Ah great - thanks for catching this Conor!
Conor Fitzpatrick (and others who have participated in this thread), we had to remove this filter from our campaigns. We were finding in many instances, Marketo wasn't logging the "visited web page" activity upwards of 5 minutes after the click link activity. Therefore, the trigger campaigns weren't triggering with this filter in place. Thought we had this one solved.
Well that's a huge bummer. I wonder if it has to do with the munchkin 2.0 updates? I haven't tested it post-release, but I will now to see if we get a different result.
The thing is, Munchkin v2 has yet to be rolled out to anyone yet. There was a minor change made today, but I doubt that's affecting this.
Hmmm... Do you think it has anything to do with your visit volume? Our web traffic volume is quite low right now as we're in the process of growing our content strategy.

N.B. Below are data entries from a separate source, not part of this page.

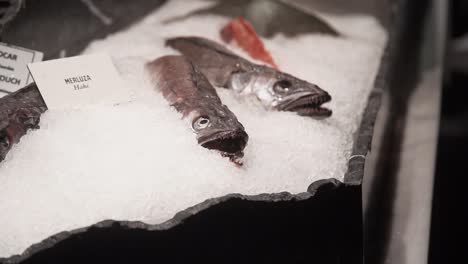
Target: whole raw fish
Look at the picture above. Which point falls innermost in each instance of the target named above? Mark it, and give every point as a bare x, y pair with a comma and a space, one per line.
188, 90
274, 89
268, 17
19, 112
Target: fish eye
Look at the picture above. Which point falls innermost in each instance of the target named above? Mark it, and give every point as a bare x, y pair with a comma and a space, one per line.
282, 86
201, 123
4, 141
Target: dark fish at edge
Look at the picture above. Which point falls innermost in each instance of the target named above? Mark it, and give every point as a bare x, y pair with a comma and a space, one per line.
190, 93
19, 112
268, 17
274, 89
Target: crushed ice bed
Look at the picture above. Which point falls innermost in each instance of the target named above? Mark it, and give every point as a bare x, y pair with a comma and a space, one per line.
139, 161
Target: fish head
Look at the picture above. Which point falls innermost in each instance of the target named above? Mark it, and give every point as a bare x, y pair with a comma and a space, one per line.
217, 128
283, 92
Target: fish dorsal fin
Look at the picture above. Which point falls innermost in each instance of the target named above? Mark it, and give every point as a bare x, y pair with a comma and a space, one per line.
212, 59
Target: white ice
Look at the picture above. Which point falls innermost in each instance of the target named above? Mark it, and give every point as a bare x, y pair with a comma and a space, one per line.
139, 161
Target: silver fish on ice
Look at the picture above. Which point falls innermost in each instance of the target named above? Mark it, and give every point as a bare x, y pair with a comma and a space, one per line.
276, 90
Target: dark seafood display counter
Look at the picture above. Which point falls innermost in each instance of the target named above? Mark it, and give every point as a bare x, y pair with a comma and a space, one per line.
322, 225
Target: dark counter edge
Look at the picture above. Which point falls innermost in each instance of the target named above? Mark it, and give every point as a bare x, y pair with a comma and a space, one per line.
363, 137
325, 187
353, 177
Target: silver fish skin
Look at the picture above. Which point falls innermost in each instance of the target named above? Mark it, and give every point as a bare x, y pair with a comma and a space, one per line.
19, 112
276, 90
190, 93
268, 17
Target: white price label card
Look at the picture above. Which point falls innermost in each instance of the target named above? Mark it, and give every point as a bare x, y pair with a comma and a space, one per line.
14, 73
81, 81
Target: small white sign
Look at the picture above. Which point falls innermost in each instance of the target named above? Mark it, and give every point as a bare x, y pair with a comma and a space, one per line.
80, 81
14, 72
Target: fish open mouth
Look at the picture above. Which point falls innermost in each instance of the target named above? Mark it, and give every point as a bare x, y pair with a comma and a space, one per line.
231, 144
309, 105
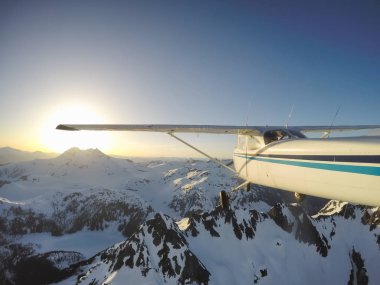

I stumbled on a slightly different version of this solution last week, using a click trigger and then a wait and remove from flow step based on if the lead visited the page.
The only problem, though, is that today I've been looking through the leads that were removed from the flow, and some look like legitimate users - they clicked on the link several minutes after the email delivered, and registered an open, but never visited the web page.
I don't think the munchkin tracking code works 100% of the time. It would be best to just not count clicks either from before delivery, or within seconds of delivery.
Edit: Just set up an idea for this, if anyone wants to up-vote it:
The solution is as I described above and elsewhere. Anything that involves assumptions like "no one ever opens emails 30 seconds after they get them" isn't gonna work.
Venus - we (meaning Becky Miner, our Marketo Queen, and myself - a humble court jester) have found that, many times, the suspected "bot" clicks are checking the first link in the entire email. So we've put our one-pixel link at the very front of the email, before any other links...we've caught a few flies in the trap so far.
We just ran into this same issue today. After reading through Matt's response, not exactly sure what our next step should be. Lots of good info though!
Matt gives a lot of great advice here, but I did want to just add as a footnote/call to action for anyone else annoyed by the current situation: I've been talking to a few different filtering companies about adding some unique, filter service-only string to their UA when checking links (they normally spoof specifically as IE/Win7) in order to correctly differentiate human vs. machine clicks. The problem affects more than marketing automation platforms; I find myself continually explaining this to transactional email provider users, for instance.
I'd highly encourage people to go bother Cloudmark/Symantec/Barracuda as well so I don't seem like a lone weird geek on this point.